Brian mengacak rambut Muti iseng, "Gue kalo minta saran mah dari cewek beneran bukan dari lo!"
Brian ngeloyor menuju ke ruang ganti cowok. "Tapi thanks. Gue bakal cerita entar. Bye, Mut!"
Muti memandang Brian dengan tatapan yang sulit diartikan. "Bye, Bri. Sukses ya!"
Brian mengangguk dan mempercepat langkahnya.
"Jangan kejepit sleting lagi!" teriak Muti sambil tertawa.
----
Di sebuah coffeeshop, malam harinya
"Asik juga tempatnya. Tapi beneran gak boleh main gadget di sini? Gak ada wifi?" tanya Kirana yang masih berusaha mencari sinyal wifi. Ia memandang ke luar memandang pemandangan kota Jakarta di malam hari. Kota yang gemerlap dengan lampu, kendaraan bermotor dan orang yang masih lalu lalang. Kota yang sangat mementingkan image dan pencitraan. Kota yang keras.
Brian mengambil hp Kirana dan meletakkannya. "Kan ke sini mau ngobrol. Jangan main hp, Ran."
Kirana menerimanya dengan pasrah. "Iya. Tapi bagus coffeeshop nya. Mau foto foto deh."
"Entar kayak kemarin, aku jadi fotografer pribadi kamu setengah jam-an lebih," kata Brian mengeluh.
"Maaf deh," kata Kirana nyengir meminta maaf.
"Tapi gak apa apa sih. Modelnya cantik," gombal Brian sambil senyum senyum canggung. Kirana tertawa mendengar gombalan Brian. "EAA bisa gombal. So mau ngapain kita?" tanya Kirana.
"Mengenal lebih jauh satu sama lain?" kata Brian memberi saran. Kirana mengernyit bingung, "dengan cara?"

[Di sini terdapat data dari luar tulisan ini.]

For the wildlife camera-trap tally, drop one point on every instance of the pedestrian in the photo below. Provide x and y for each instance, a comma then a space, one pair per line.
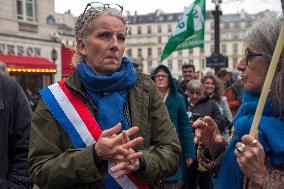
15, 120
106, 125
178, 114
246, 161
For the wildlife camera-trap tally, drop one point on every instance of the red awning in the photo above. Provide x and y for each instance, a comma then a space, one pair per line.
66, 59
27, 64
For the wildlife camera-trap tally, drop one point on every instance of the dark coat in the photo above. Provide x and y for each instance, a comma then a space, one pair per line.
15, 121
55, 163
178, 114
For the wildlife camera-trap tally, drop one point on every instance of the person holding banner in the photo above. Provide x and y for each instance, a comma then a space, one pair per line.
105, 126
245, 161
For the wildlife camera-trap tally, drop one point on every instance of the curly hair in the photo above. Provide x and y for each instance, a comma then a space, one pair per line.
263, 36
83, 26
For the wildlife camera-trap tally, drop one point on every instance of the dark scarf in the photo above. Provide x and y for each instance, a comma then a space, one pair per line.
109, 93
270, 135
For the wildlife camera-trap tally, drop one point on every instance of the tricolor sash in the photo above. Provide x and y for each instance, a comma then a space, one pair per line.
83, 130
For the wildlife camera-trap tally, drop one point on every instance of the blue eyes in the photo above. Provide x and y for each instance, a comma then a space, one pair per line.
109, 36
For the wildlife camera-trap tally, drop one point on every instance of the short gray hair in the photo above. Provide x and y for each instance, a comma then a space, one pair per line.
194, 85
263, 35
84, 22
3, 69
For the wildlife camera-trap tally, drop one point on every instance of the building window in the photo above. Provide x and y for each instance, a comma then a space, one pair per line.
129, 31
170, 28
159, 39
150, 65
139, 30
226, 25
224, 48
170, 64
212, 36
26, 10
203, 63
159, 51
149, 29
235, 36
159, 29
179, 65
212, 48
235, 62
129, 52
235, 48
139, 53
149, 51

"Hmmm gini..." Brian mengetuk tangannya berpikir. "Aku nanya kamu satu pertanyaan, terus gantian, terus gantian lagi. Tapi harus jawab!"
Kirana berpikir sejenak. Brian mau nanya apa nih? Tapi akhirnya ia mengangguk setuju. "Oke. Kamu duluan?" pancing Kirana.
"Hmmm apa kenakalan SMA kamu yang paling kamu inget sampe sekarang?" Itulah pertanyaan pertama yang keluar dari mulut Brian.
KAMU SEDANG MEMBACA
Mio Figlio
Teen FictionNongkrong bareng, tukar-tukaran jeans, hingga sharing masalah cewek bukanlah hal yang aneh bagi Bagaskara Prasaja dan anak laki-lakinya yang sudah menginjak 18 tahun, Briantama Satrya Prasaja. Bagi Bagas yang harus menjadi sosok ayah di usia sanga...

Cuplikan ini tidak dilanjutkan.